Le Théâtre du Grand Jour explore depuis douze ans les mutations de la responsabilité individuelle dans le contexte actuel de désagrégation de l’identité citoyenne. Les événements inclassables comme Le sommet sur l’engagement, Mai 2002 ainsi que les lectures minutieuses de textes relevant d’une dramaturgie de la virulence comme Venise-en-Québec et Autodafé d’Olivier Choinière, Cette fille-là de Joan Macleod, ou encore 2025 l’année du serpent de Philippe Ducros, Moi chien créole de Bernard Lagier et Terrorisme des frères Presnyakov en témoignent.
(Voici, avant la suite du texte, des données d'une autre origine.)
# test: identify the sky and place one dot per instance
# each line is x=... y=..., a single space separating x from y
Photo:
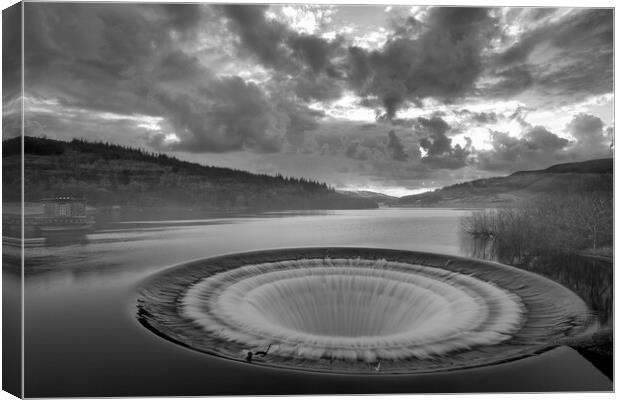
x=395 y=99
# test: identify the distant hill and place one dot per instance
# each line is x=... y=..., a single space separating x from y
x=599 y=166
x=374 y=196
x=570 y=177
x=113 y=175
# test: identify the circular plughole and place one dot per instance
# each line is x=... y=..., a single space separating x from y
x=360 y=310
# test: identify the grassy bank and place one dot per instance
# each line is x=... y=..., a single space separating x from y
x=580 y=221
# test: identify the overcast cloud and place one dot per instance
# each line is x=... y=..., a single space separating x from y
x=390 y=98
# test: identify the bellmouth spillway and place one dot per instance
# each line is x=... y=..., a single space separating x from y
x=360 y=310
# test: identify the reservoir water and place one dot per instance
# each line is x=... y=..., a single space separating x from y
x=82 y=337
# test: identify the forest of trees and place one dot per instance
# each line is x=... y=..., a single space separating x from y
x=109 y=174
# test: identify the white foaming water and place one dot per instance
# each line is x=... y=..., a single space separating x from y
x=352 y=309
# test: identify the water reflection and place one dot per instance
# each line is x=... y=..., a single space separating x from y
x=590 y=278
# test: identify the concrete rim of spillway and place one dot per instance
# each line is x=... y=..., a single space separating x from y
x=495 y=313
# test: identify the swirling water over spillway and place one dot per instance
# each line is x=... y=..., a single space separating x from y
x=360 y=310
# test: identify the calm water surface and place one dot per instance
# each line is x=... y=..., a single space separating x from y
x=82 y=337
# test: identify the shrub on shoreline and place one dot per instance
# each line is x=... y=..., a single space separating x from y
x=557 y=223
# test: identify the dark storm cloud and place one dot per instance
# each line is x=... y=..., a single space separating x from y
x=303 y=57
x=479 y=117
x=592 y=139
x=433 y=135
x=442 y=62
x=11 y=52
x=537 y=148
x=580 y=47
x=438 y=146
x=227 y=114
x=120 y=58
x=262 y=38
x=512 y=81
x=396 y=147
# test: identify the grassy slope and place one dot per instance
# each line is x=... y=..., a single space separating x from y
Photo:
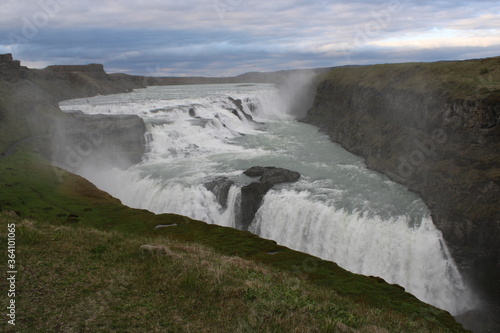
x=80 y=269
x=460 y=79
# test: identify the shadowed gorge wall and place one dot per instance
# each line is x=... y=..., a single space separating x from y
x=434 y=128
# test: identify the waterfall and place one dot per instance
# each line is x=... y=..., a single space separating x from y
x=339 y=210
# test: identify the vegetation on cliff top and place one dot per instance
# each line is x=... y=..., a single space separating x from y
x=81 y=269
x=458 y=79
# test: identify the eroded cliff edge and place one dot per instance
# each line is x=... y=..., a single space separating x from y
x=435 y=128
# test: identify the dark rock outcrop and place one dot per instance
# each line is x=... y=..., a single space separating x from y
x=220 y=187
x=434 y=128
x=252 y=194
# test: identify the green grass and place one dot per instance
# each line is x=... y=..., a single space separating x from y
x=81 y=270
x=458 y=79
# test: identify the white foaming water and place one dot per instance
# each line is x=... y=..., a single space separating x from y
x=339 y=210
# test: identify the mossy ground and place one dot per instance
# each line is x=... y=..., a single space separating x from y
x=81 y=270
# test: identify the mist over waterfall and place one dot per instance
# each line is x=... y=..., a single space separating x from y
x=338 y=210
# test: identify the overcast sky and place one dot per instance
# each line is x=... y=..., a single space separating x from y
x=229 y=37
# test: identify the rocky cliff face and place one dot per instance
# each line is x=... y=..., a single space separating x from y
x=29 y=113
x=434 y=128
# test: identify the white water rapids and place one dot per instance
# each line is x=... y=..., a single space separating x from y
x=339 y=210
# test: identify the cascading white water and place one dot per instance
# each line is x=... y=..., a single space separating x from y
x=339 y=210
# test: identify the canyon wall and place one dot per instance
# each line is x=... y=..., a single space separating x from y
x=434 y=128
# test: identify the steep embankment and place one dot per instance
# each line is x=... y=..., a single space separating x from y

Le Grand Jour crée un théâtre qui, par ses conventions, fait en sorte que le spectateur ne puisse pas échapper à une forme de responsabilisation. Alors que l’économie de marché est présentée comme un phénomène « naturel », que les individus se considèrent comme des consommateurs et non comme des citoyens, que l’espace politique est trompé par l’instrumentalisation commerciale, comment utiliser le théâtre pour repenser concrètement la responsabilité de l’individu face à la collectivité?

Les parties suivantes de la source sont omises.